OS SUBMERSOS
"Poetas amigos que eram
"Poetas amigos que eram
placa de rua em Rubinéia:
que tal a vida aí em baixo do lago?
A princípio é meio estranho, não?
Compreendo, depois a gente se habitua.
Nenhuma casa em que moramos
se entrega imediatamente.
É preciso entendê-la, conquistá-la.
E casa de água, então?
Uma rua de água,
placa indicando esquina de água
a transeuntes peixes.
Não é todo dia que um objeto
destinado a servir debaixo do sol
se encontra em semelhante situação.
Já sei, poeta Bandeira,
que você está rindo,
achando graça no desconforto líquido,
captando com olhar agudo
a mobilidade de tons diferentes de água
para lhes atribuir correspondência verbal.
E você, poeta Cecília,
o que conta dessa viagem às vidas submersas,
às Holandas hidroelétricas,
país de água de Ilha Solteira
que romanceiro algum ainda não cantou?
Está conferindo o verde de seus olhos
com esse verde piscina?
Olha: aquele velhinho ali foi seu vizinho
aos tempos de Cosme Velho.
Uma reverência a Machado de Assis,
mesmo em camadas profundas,
precisamente belas,
é de bom preceito.
O ácido Graciliano está mais adiante
e ainda não se conformou em ser nome de rua.

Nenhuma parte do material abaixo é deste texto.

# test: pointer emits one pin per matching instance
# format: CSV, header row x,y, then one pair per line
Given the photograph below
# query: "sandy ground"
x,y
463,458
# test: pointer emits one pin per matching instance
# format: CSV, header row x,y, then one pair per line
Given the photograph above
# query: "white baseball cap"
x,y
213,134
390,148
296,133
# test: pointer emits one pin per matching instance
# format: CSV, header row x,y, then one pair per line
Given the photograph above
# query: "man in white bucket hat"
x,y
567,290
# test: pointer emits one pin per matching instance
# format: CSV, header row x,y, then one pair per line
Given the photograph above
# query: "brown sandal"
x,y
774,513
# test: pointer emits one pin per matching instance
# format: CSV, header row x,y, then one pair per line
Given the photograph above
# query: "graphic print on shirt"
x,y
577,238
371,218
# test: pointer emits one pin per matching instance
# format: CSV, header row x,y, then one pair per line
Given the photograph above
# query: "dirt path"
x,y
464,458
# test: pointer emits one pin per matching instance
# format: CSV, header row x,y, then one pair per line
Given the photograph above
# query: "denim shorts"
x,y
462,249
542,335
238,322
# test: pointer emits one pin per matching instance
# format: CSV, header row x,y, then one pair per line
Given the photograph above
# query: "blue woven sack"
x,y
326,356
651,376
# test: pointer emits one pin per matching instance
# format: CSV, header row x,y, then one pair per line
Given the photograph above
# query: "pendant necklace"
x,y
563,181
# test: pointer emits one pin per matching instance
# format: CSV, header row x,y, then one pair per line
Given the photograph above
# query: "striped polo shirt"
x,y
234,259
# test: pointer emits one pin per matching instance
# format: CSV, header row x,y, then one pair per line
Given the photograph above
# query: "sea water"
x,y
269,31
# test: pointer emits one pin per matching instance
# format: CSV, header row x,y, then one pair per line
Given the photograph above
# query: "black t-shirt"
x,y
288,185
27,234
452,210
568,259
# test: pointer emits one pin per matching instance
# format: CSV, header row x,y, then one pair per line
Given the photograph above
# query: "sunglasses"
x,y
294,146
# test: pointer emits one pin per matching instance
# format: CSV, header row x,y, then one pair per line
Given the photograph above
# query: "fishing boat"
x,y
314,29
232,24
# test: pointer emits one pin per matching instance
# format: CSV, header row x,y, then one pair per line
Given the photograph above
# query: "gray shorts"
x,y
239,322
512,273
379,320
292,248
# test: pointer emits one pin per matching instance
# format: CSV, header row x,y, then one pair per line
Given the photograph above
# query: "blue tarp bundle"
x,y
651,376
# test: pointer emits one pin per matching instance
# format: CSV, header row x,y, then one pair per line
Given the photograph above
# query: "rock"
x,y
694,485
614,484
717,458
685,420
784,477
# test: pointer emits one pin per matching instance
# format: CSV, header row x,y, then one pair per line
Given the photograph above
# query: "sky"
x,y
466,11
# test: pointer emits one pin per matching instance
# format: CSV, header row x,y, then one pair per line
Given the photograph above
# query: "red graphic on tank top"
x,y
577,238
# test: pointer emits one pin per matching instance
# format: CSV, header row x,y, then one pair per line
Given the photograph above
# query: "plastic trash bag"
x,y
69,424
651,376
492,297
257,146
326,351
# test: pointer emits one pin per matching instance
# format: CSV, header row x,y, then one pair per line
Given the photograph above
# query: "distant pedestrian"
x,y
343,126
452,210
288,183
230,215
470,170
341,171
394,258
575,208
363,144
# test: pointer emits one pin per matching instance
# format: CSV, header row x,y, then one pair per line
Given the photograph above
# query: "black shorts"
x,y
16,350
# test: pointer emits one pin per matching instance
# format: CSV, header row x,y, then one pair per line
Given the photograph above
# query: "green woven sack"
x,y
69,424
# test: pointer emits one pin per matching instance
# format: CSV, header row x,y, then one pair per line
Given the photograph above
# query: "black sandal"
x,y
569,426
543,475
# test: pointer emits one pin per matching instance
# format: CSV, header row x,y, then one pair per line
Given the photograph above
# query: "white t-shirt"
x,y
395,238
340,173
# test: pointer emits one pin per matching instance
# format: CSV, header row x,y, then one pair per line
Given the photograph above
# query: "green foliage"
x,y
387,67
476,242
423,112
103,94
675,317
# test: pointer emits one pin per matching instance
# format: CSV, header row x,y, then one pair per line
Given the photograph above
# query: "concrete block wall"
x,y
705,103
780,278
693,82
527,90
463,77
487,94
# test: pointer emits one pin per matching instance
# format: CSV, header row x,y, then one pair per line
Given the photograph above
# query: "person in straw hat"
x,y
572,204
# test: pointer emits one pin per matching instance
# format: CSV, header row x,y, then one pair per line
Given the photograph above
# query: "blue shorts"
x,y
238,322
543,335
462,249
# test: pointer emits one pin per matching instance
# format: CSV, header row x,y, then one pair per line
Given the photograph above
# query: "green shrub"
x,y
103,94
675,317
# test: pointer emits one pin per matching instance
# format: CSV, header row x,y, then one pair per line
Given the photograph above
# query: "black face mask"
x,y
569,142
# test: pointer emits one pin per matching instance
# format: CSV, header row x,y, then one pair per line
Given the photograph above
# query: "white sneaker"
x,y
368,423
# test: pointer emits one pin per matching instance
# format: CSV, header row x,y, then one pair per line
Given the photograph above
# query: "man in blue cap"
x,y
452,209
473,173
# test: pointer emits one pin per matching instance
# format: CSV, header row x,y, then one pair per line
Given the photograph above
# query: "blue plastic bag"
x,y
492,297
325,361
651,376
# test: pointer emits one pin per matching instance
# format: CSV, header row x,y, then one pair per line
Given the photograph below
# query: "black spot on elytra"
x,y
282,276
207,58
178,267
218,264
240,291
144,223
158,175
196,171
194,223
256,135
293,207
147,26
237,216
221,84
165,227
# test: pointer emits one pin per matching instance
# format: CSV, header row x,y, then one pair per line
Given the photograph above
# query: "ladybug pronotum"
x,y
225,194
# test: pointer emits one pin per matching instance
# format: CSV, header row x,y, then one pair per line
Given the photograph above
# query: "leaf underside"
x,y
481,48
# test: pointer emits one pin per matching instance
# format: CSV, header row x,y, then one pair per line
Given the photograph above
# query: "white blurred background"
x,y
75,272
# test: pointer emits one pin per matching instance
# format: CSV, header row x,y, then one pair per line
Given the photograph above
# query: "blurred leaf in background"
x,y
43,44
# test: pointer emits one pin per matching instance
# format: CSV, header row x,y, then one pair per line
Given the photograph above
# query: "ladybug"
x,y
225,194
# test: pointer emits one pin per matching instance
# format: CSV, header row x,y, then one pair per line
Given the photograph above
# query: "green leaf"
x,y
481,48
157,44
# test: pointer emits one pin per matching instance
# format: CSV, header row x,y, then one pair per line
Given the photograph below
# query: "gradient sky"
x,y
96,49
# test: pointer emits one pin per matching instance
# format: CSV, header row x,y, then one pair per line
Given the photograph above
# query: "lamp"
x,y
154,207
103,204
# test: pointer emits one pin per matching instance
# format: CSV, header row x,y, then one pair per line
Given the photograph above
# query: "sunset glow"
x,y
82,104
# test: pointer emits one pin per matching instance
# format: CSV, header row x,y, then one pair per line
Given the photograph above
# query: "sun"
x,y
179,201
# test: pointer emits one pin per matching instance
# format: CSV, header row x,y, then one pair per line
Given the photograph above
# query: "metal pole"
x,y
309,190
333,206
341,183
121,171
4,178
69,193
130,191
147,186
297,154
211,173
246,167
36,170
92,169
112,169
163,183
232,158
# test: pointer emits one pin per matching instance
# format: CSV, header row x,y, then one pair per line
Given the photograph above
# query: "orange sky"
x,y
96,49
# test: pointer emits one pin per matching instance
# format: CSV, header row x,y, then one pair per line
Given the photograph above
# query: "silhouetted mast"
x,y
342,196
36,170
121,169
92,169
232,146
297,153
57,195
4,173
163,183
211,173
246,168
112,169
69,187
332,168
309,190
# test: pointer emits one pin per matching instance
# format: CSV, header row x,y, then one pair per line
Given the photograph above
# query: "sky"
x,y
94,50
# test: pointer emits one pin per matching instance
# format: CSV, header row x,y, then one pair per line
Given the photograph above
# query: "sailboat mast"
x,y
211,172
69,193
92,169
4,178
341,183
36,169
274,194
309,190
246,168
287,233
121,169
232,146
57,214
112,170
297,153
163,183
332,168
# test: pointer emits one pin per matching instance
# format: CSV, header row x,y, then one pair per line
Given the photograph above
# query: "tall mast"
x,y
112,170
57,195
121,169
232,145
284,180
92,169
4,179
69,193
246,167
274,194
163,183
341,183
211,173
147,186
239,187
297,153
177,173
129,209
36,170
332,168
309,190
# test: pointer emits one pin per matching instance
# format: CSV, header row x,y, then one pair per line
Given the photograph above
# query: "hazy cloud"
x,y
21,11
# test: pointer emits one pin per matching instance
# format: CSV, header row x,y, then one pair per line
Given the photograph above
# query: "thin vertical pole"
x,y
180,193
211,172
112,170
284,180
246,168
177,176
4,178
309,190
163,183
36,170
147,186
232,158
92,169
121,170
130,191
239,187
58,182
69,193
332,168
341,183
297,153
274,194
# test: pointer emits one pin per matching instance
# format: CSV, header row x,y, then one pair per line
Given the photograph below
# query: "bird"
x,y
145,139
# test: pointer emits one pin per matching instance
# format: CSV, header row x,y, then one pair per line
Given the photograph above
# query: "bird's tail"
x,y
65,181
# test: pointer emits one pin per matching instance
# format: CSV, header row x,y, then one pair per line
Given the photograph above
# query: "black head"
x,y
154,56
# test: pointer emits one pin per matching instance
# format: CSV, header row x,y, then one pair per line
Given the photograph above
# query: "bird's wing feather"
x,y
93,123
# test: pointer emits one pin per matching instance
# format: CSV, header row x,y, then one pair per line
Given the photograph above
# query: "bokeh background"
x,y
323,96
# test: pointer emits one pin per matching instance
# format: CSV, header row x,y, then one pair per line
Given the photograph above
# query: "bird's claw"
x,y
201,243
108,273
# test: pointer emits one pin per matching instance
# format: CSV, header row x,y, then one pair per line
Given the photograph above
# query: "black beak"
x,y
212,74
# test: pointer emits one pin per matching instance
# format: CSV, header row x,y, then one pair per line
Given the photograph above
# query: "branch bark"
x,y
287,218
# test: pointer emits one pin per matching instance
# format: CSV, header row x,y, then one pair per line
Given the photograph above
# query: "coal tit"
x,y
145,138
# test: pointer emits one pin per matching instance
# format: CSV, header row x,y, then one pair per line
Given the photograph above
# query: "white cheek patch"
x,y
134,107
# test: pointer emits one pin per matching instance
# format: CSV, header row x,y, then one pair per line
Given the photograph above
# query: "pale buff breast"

Acha que tudo isso é palhaçada.
Não importa.
Se os nomes falam entre si,
as placas também dialogam
e a dele tem um bom papo
de quem viveu momentos fortes e,
como ele,
sabe comunicar-lhes a emoção em linguagem ríspida.
A represa não é um cárcere,
como aquele em que o romancista ruminou
por faltas não cometidas.
É uma nova Rubinéia,
isentadas limitações municipais da superfície.
Sem trânsito de veículos assustadores,
sem impostos, papéis, discursos, notícias,
bases mil, que toda cidade se corta.
Percebo, afinal,
essa é a Pasárgada de Manuel Bandeira,
oculta em oito milhões de metros cúbicos de água.
Eis aí, meus caros amigos:
a vocês uma boa sorte e muito progresso e alegria."
Carlos Drummond de Andrade
Poema escrito em 1973 em homenagem às placas de ruas submersas em Rubinéia.
Por que submersas?
A falta de chuva e a consequente baixa do volume de água do rio Paraná trouxeram à tona as ruínas da antiga Rubinéia, inundada em 1973, após a construção da Usina Hidrelétrica de Ilha Solteira.
Restos de construções que ficaram no fundo do rio reapareceram, atraindo visitantes e trazendo lembranças de uma cidade que literalmente precisou “trocar” de lugar.
Um bar chamado “Fecha Nunca” pode ser considerado a pedra fundamental daquilo que viria a ser a antiga Rubinéia.
O local era a última parada dos trens da Estrada de Ferro Araraquara, no fim da década de 30. Dali para frente, só com as balsas para fazer a travessia do rio com destino ao Mato Grosso do Sul.
Fundada em 3 de outubro de 1951, Rubinéia ganhou este nome graças ao dono das terras, Rubens de Oliveira Camargo.
“A outra parte é por causa de dona Néia, mulher de Rubens. É uma homenagem”, conta o secretário de Turismo, Carlos Fernando da Silva.
Rubinéia era conhecida como a “Cidade dos Poetas”por levar em algumas de suas ruas o nome de grande poetas e escritores brasileiros.
O mineiro Carlos Drummond de Andrade, após a inundação, homenageou a população de Rubinéia com o poema “Os Submersos”.